The other day I found myself in every upperclassman’s worst nightmare: I was hungry and heading to a meeting in the Marvin Center. You can imagine the rest of the story. Reluctantly, I wandered into J Street, trying with all my willpower to remain optimistic.
“It must have gotten better,” I told myself. “Surely after years of complaining, poor food service and Student Association talking points, there must have been improvement.”
Somewhere between being extorted for every dollar in my wallet and digging into the clearly subpar food, I realized I was mistaken.
The underlying issue with J Street and dining reform at GW is that by the time a student learns the complexities of the program’s faults, he or she no longer cares about J Street.
Well, now I’m a senior, and I’m still willing to say J Street dining is a disservice to students, and GW needs to stop managing the issue and focus on fixing it. If you want to raise the quality of J Street, the answers are simple, but will require a serious commitment.
First, the horrendous, CNN-spouting Washington Monument in the center of J Street needs to be taken down. This inane addition to J Street makes it impossible to expand the kitchen sizes on the first floor.
As an old motto of GW-insiders goes, “The day they put the Washington Monument in Marvin was the day they stabbed J Street in the heart.”

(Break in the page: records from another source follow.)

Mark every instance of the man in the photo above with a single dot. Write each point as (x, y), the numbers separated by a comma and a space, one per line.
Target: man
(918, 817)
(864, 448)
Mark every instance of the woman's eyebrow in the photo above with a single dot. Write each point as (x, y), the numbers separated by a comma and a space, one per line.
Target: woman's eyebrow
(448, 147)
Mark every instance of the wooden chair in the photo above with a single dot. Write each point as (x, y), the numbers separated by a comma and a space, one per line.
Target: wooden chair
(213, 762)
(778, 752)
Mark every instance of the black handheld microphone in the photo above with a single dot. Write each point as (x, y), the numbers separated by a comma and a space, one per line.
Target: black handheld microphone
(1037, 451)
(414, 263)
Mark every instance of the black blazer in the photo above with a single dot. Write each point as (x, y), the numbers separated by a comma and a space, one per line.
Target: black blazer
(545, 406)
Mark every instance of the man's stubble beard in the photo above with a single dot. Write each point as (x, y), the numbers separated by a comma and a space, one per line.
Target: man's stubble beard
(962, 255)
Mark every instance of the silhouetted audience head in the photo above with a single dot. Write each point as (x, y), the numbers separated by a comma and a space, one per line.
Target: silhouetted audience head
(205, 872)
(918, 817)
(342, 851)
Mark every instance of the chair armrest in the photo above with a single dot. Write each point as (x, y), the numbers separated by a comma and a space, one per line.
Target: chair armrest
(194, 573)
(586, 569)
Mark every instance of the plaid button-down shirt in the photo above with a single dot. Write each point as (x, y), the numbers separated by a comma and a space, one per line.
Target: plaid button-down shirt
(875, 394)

The University also needs to completely do away with mandatory spending. J Street is centrally located in a building that hosts GW offices, student org headquarters and almost daily special events targeted at college students who tend to eat fast food. If a restaurant or contractor cannot turn a profit in J Street, it probably learned business on the other side of the Iron Curtain. Let’s stop subsidizing what should be an easily profitable venue.
GW continues to manage the problem instead of solving it. The University expanded the buffet and has been trying various vendors over the past few years, but these efforts merely distract from J Street’s more pressing issues. I’m sorry to say that a little bit more lettuce and a new taco stand aren’t going to make students happy with mandated dining.
With so many obvious problems, why haven’t there been tangible improvements? The problem lies in the fact that by the time a GW student understands all of the issues with J Street, he or she no longer cares. These are the implications of the system in place. When our student representatives are elected, prospective freshmen don’t vote. This means at most, only one group of voting students face another year of J Street money, and these students only have to spend half of what they had to pay before. Ask an SA candidate if he or she cares more about appealing to incoming, non-voting freshmen or to the ever-elusive graduate student vote. The candidate probably tiptoes around the question, but we all know who gets into the platform first.
GW has shown very little interest in actually solving this problem. We have a system that prevents students with a vested interest in the issue from being heard.
Most students don’t realize that if they have enough credit to be a semester ahead of their actual attendance, they can get out of mandatory spending for that semester. I encourage everybody capable to take advantage of that fact. Spend your mandatory money, but no more. There’s no reason to be ripped off and come back for more, unless you are that unlucky junior or senior who really doesn’t have time for anything else.
-The writer, a senior majoring in international affairs, is a Hatchet senior columnist.